Monday, March 09, 2015

MAPS TO THE STARS




Cronenberg counts among the sparse filmmakers whose movies I will see no matter the content: a bland history of lichen, a biopic about Anton Khrushchev, a psychological drama about twin gynecologists who work on mutant vaginas, whatever.   Yet even my deference is tempered—in fact, since and including his “breakthrough” Hollywood drama A HISTORY OF VIOLENCE I haven’t blindly endorsed his films.  In particular I hated A MOST DANGEROUS METHOD, a psychoanalytic film I am very much the target customer for, because of its chilly mood and cardboard melodrama.  On the other hand, I loved his last movie, COSMOPOLIS, a densely academic takedown of capitalism, starring of all people (best casting ever) a limo-riding Robert Pattison, which was a movie it seemed no one else liked.  So call me an avid fan, not a rabid one.

Anyway here we are again – back in L.A.—with its hot yellow days and long shadows, its potted palms and sitting rooms, its traffic and noise and curbside limousines.  Certainly Cronenberg’s MULHOLLAND DRIVE, there’s something a bit down the canyon about this: call it RODEO DRIVE if you want.  And though it doesn’t quite indulge in that film’s abstraction, there is a certain Lynchian nightmarishness to what’s going on here. 

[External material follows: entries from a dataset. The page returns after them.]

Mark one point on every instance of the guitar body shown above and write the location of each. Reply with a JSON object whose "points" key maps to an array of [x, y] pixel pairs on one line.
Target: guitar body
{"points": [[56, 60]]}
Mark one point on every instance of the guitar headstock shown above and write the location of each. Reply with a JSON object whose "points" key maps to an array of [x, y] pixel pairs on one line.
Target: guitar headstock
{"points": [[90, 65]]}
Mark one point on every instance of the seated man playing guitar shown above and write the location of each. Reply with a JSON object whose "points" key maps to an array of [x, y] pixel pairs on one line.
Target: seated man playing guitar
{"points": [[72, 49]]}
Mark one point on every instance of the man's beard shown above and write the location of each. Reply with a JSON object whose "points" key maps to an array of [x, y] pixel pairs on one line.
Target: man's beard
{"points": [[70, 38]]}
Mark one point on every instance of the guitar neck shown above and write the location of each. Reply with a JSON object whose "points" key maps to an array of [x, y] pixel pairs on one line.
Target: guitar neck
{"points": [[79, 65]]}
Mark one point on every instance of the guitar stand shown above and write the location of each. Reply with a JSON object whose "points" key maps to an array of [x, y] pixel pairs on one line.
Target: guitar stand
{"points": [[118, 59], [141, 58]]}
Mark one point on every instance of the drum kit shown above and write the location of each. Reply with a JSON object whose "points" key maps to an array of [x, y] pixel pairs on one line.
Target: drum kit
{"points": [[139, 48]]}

And it starts with the cast.  Julianne Moore is heroically ugly, faded in every sense, absolutely egoless as the not-quite-as-pretty, not-nearly-as-young daughter of a dead and very soon to be forgotten actress.  A talented newby plays Benjie, a Justin Bieber cypher, rich-before-his-time, Twitter-polluted and horrible.  John Cusack is his psychologist-cum-masseuse father, whose unspecified and catharsis-forward therapeutic-method is a  jokey critique of the me-too feelgoodiness that engine California Health and Wellness—the sun-soaked sibling of Corporate-America’s Beauty sector.  Pattison is back, as the limo driver this time, yet another actor also-ran with little to eat than what other’s put on his plate.  He drives around Agatha, a mysterious and fire-scarred girl with secret ambitions and histories herself.  It’s a large but strangely (?) incestuous cast, with lots of cross-relationships, scenes-together, converging fates.  

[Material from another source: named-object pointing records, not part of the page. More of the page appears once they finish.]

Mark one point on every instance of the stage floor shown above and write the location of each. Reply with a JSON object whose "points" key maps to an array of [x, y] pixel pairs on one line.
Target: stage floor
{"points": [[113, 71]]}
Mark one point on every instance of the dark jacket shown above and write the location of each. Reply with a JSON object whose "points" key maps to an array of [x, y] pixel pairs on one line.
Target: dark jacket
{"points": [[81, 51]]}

The theme of relevance (specifically Julianne Moore’s perseverance on her own) is entwined with themes of reverence (should we blame or lionize our parents?) and reference (is it MULHOLLAND DRIVE or DAY OF THE LOCUSTS or even outside-LA films like THE SHINING that are being invoked?).  Characters implode in a fairly by-the-numbers, Hollywood-stupid way. As flaccid revelations are made, drugs are taken, ugliness continues to fester, we soon realize that this Map doesn’t lead anywhere terribly new.

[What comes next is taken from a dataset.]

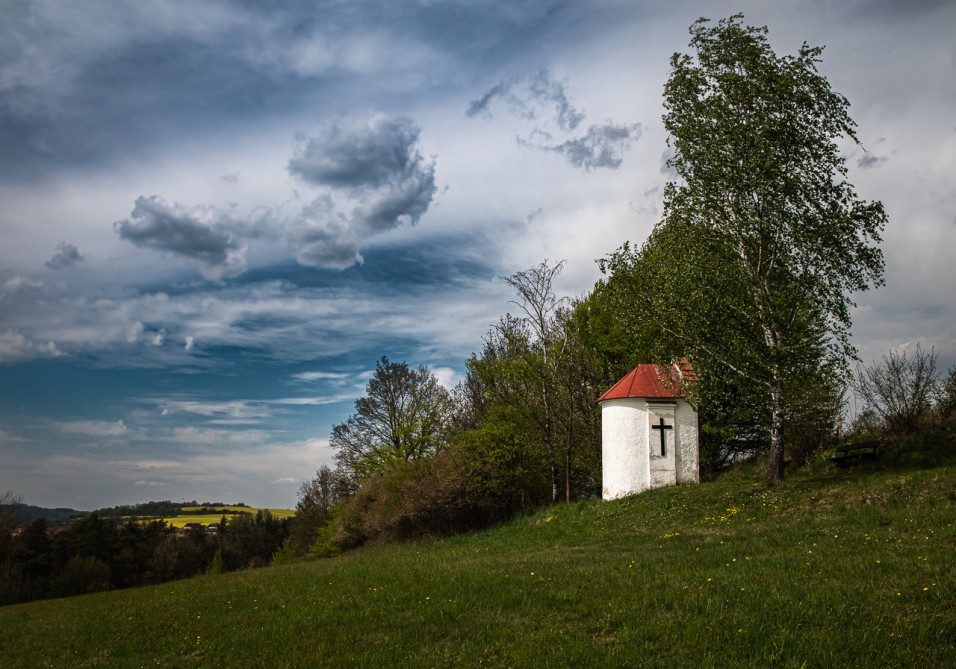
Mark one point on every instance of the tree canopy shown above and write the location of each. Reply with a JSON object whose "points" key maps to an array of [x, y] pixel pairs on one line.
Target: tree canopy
{"points": [[402, 416], [763, 240]]}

Yet there’s a ghost here that continues to call into the night; long after the credits roll, long after you leave the theatre.  The film is so chilly it’s freezer-burnt, impossible to warm to, carefully crafted to be droll and inhuman.  Yet there is that ghost.  That ghost that calls out somewhere in the Hollywood Hills, that reminds you they once were living, that they once were Hollywood.  Though MAPS TO THE STARS is hardly a great film, if there’s anything perversely beautiful here, it’s that familiar desperation to in some way matter. It’s something Hollywood certainly bloats,  but it is—despite our specious Jungian insights—not unique to the “stars” at all.